Céline: Through The Eyes Of The World

  • Directed by Stephane Laporte
  • Starring Céline Dion
  • Classification: G

In one captivating moment in this concert-movie-documentary-travelogue-love-letter about Céline Dion's 2008-09 Taking Chances tour, the sheer improbability of staging a global, year-long, choreographed, multi-media concert tour comes clear.

At the stop in Manchester, England, someone comes back to see the big-voiced superstar, who is sitting at a makeup table in her bathrobe, and asks if she's ready for her "10-minute rehearsal." The two of them then run through, in shorthand and rapidly, amusingly sung nonsense syllables, the entire set list of the show, with stops at places to note changes for that night: No, the platform won't revolve there, you'll have to spin yourself around; no, the girls who normally do a prancing-pony dance around you won't be here, so you'll have to improvise. Okay, so then, go down the illuminated squares to the left corner of the stage, drop to your knees, get up, go to the right corner of the stage, point in the air. ...

If Dion's been doing all this since she was a teenager, it's no wonder she hasn't had space to cultivate the interests and personality that would make her seem like a more fully actualized adult. This is one of the things about her that divides people - like Michael Jackson and many other prodigies, she's the trained porpoise who can perform feats of miraculous virtuosity but pays the price of existential tunnel vision.

The one spot in this two-hour spectacle where Dion clearly makes a mistake - at a homecoming show in Montreal, she slips in one of her patented high-heeled stomps and falls to the hard surface of the stage - only reminds how remarkable it is that she doesn't make more. (And that, of course, is why it is in the film.)

When her voice begins to fail - though only offstage - partway through the tour, she talks to her doctor about the fact that rehearsals for this extremely aerobic, dehydrating, demanding show began immediately after her years-long run at a theatre in Las Vegas. She is constantly caring for her young son René Charles and her mother, both of whom tour with her the entire year, as does her much-older, affable-but-gruff, husband-manager Rene Angelil. She signs hundreds of autographs every day, shares hugs and photos with handicapped fans and lavishes affection on her touring dancers and crew, all amid an aggressive security detail.

The film mostly conceals whatever pique and spoiled fits result, but it's probably accurate in its portrayal of her general good humour. Detractors would be surprised at how genuinely funny she can be, dancing around Angelil during a sound check, improvising a goof on Blue Suede Shoes and shaking her legs like some ungodly cross between Elvis, Charlie Chaplin and Mr. Bojangles.

Other times you wonder what her team was thinking: Does anyone really need to see Dion visit the crematorium of a former concentration camp? When it's followed by an over-the-top duet with an opera tenor on some pious, Disneyfied song, one is tempted to paraphrase philosopher Theodor Adorno and say there can be no power ballads after Auschwitz.

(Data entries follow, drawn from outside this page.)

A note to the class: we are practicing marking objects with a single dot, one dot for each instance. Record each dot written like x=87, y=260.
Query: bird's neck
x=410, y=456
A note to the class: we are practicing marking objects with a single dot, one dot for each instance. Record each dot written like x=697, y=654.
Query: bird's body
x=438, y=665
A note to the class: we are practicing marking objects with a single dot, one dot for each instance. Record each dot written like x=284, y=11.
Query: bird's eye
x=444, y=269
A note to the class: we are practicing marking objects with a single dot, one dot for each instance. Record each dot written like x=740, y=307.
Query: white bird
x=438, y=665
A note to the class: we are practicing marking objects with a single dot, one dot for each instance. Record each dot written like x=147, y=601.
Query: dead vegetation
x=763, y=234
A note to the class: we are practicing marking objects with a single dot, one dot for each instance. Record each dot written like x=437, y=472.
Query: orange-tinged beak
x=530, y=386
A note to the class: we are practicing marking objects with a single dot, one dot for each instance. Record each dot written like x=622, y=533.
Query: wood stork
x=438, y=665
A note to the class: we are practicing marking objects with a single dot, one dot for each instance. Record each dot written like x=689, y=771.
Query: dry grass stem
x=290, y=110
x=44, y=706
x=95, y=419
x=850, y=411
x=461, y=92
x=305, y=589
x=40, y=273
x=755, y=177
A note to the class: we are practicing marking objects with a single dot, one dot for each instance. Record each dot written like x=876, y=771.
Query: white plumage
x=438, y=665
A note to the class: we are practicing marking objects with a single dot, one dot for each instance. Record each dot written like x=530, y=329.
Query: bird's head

Her sentimentality over the tragedies she witnesses on her travels is also cheapened by the scene where she is in near hysterics on the phone explaining that she's been up, crying, for hours because the nanny wasn't able to find one of her son's stuffed animals in his luggage.

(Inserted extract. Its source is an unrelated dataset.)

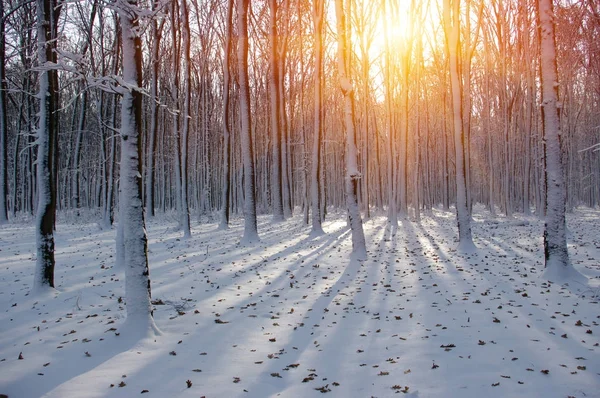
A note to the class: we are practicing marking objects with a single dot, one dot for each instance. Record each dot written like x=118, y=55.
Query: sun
x=397, y=24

Fans will be excited by the intimate closeness this picture provides, off-stage and on. More neutral observers will be exhausted halfway through its two hours, because there is no ongoing tension or conflict to drive the narrative. It begins and ends with around-the-world montages, and that's its inner structure - a montage, melting from scene to scene, from country to country, differences reduced to passing incident and local colour.

But after all, when it comes to Dion, there really aren't many neutral observers.